Cornell Ph.D student invents carbon dioxide filter
ITHACA, N.Y. (WENY) -- Mary Zick, a Ph.D. candidate at Cornell University, along with Dr. Phillip Milner, assistant professor of chemistry and chemical biology at the university, have invented a device that can trap carbon dioxide, a chemical that gets emitted from factories and other types of production plants, before the chemical enters the earth's atmosphere.
"You would expose the material to a stream of CO2 containing gas that kind of pull the CO2 out. You let the... CO2 free gas... be released into the atmosphere, for example. And then later you... remove the CO2 from the material to reactivate it, and then... you can now take it and, either sequester it underground or use it for chemistry," said Milner.

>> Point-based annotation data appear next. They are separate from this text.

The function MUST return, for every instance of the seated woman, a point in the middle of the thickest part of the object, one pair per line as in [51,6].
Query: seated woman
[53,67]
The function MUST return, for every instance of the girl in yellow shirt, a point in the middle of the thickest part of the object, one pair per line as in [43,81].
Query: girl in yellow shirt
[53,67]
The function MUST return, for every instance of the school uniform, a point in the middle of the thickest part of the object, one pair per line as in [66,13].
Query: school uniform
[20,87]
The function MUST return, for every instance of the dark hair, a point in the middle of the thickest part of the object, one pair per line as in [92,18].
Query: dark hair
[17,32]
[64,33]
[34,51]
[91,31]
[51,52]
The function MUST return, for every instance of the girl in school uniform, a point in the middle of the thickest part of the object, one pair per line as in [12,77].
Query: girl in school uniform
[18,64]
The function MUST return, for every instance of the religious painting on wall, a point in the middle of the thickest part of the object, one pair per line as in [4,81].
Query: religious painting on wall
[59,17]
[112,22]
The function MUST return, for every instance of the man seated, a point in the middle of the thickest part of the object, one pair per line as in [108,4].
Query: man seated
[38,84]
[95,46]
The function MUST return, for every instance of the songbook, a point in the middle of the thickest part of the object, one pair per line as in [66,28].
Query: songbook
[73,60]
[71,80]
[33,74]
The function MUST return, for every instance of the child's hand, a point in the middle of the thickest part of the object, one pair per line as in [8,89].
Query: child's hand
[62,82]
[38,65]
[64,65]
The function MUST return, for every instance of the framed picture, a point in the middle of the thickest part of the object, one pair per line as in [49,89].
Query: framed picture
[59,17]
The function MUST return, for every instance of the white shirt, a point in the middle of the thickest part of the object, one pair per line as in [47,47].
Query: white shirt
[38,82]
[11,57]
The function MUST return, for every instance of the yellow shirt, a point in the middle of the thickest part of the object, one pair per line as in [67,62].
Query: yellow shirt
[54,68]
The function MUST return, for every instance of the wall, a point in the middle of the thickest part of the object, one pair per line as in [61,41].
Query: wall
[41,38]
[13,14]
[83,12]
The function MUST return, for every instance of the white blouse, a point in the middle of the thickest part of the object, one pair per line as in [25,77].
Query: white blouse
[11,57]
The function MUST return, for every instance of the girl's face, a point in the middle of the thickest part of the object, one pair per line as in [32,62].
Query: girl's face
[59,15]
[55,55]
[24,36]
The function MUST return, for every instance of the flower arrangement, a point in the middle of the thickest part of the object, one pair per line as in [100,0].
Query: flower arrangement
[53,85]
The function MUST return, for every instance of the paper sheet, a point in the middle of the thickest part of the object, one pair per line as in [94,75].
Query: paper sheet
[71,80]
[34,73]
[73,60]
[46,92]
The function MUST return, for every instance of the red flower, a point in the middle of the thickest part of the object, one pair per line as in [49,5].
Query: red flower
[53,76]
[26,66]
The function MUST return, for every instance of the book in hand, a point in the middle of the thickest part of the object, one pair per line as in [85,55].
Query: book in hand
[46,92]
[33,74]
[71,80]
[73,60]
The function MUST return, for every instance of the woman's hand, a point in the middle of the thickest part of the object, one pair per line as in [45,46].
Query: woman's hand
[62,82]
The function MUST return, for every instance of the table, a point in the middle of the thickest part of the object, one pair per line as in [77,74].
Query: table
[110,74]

Soon, the invention will be tried on the smoke stacks of Cornell University's power plant.
"[We are] looking to do some more tinkering because it is not yet a perfect material," said Zick. "So we're working on trying to optimize it right now. It's a very good starting ground, but there's always improvements to make."

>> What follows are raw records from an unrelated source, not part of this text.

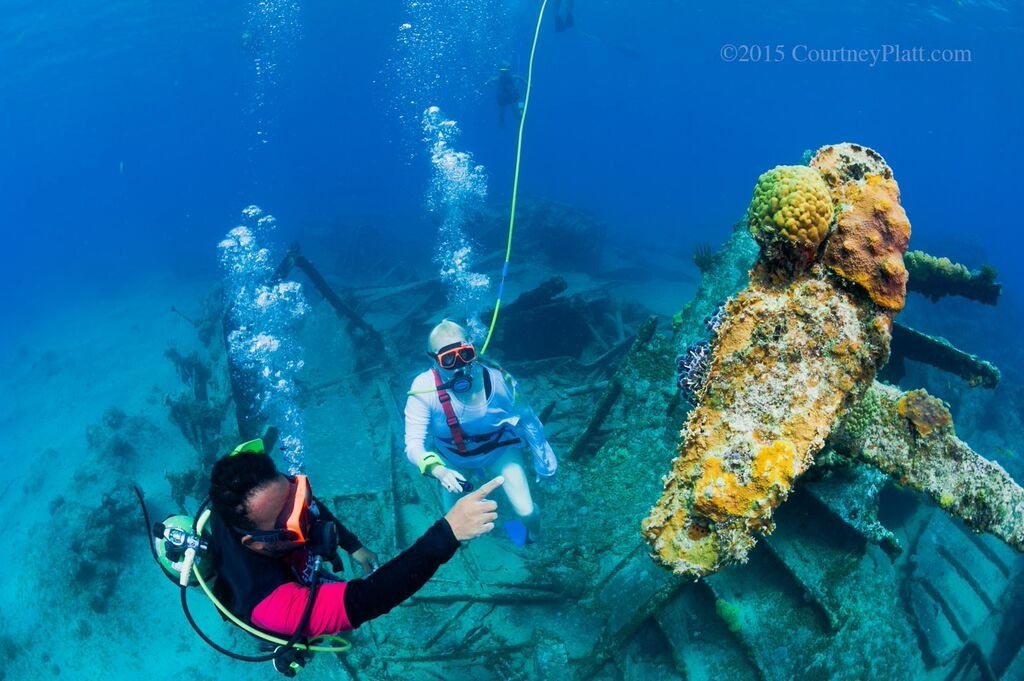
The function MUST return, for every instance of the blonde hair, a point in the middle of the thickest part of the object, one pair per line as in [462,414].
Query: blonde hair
[445,333]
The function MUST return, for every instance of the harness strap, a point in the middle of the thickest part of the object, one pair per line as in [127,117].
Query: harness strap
[458,435]
[491,447]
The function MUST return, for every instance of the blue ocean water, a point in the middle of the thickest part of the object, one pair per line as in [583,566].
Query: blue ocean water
[135,132]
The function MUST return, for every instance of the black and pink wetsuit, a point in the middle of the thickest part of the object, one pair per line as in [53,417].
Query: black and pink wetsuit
[271,594]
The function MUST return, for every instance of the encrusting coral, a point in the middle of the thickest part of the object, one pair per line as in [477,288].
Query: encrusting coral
[909,435]
[796,350]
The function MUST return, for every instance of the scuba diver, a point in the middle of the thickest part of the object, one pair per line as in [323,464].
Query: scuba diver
[267,541]
[470,412]
[563,18]
[508,92]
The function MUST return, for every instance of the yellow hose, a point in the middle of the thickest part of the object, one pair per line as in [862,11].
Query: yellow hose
[515,176]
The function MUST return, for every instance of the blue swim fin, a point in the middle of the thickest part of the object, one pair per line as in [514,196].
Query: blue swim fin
[517,531]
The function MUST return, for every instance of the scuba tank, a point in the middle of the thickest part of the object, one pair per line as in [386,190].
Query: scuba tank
[178,545]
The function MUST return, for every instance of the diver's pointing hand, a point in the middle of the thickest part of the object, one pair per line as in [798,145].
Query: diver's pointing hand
[474,514]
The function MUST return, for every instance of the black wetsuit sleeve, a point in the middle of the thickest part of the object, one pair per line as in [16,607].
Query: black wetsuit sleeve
[401,577]
[346,539]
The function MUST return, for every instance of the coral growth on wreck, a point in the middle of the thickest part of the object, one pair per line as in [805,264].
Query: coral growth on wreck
[796,348]
[791,370]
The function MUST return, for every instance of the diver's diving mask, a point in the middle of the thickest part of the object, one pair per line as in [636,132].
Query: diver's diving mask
[455,355]
[299,523]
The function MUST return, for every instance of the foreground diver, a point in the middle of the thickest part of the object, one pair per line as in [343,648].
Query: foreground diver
[471,413]
[267,529]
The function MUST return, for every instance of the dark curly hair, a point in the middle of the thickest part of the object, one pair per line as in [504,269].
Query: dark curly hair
[233,479]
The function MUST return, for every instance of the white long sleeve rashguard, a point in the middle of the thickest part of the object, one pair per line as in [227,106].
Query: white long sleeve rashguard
[499,420]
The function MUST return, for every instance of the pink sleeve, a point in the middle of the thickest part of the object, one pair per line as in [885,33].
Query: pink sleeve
[281,612]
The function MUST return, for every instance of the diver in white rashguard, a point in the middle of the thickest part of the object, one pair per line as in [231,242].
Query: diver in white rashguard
[470,412]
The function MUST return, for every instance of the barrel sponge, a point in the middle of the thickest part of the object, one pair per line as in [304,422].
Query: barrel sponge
[928,414]
[791,211]
[870,238]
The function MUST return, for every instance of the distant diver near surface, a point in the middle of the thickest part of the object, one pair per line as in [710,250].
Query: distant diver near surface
[508,91]
[563,15]
[471,412]
[266,540]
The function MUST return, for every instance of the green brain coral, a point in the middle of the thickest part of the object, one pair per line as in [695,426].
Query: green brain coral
[791,211]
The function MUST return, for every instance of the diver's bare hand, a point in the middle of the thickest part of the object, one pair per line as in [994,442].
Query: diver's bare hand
[474,514]
[451,480]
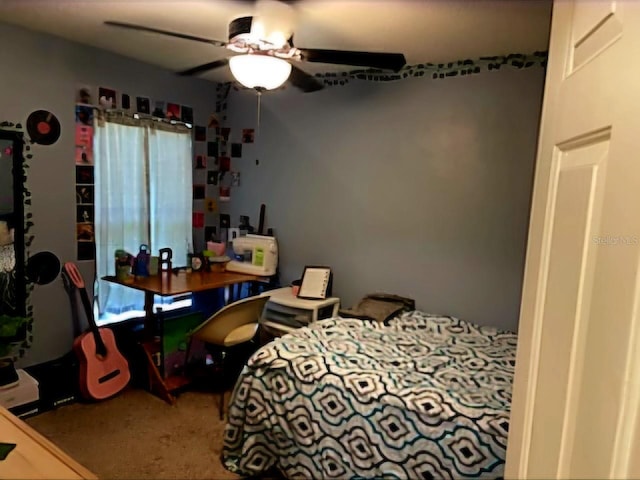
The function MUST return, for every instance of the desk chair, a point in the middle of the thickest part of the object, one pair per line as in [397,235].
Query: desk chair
[232,325]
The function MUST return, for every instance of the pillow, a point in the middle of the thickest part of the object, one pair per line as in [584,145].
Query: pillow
[380,307]
[6,234]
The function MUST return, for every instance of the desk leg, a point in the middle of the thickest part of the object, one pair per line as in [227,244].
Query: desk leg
[156,383]
[149,320]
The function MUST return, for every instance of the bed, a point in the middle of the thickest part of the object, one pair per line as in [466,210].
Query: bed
[425,396]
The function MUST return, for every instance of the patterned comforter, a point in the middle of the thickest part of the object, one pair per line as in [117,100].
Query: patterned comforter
[425,397]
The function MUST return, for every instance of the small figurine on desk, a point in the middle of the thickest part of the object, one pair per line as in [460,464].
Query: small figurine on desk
[123,264]
[141,264]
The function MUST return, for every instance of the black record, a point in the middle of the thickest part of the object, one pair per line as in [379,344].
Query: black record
[43,127]
[43,268]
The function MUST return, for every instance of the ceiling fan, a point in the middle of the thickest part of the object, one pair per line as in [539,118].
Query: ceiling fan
[265,61]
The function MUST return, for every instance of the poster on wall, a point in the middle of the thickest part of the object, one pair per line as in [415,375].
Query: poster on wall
[84,144]
[107,97]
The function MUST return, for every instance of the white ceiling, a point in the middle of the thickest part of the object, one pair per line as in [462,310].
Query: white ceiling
[424,30]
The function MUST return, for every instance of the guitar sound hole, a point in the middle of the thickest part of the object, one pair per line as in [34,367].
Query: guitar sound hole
[109,376]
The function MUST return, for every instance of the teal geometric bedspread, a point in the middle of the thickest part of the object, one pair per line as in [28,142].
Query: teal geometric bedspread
[424,397]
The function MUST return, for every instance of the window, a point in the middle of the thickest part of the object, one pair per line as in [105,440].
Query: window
[143,195]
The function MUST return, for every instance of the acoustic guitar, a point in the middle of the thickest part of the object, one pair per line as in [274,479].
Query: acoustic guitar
[103,369]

Scientists are looking into making the filter higher capacity or looking at making the filter out of a more stable material. The filter has a high chance of working. Scientists in the 1990's were able to isolate and stop the emission of sulfur dioxide into the atmosphere from coal plants.
"The bigger picture of what Mary's work represents is... if we can really tune these materials to have different properties for different kinds of streams, you could move beyond just what's called post combustion CO2 capture - what we're talking about right now - and think about removing carbon dioxide from other sources," Milner said.
Right now, project leaders are looking at ways to remove carbon dioxide from other processes like steel and cement manufacturing, as well as bio gas.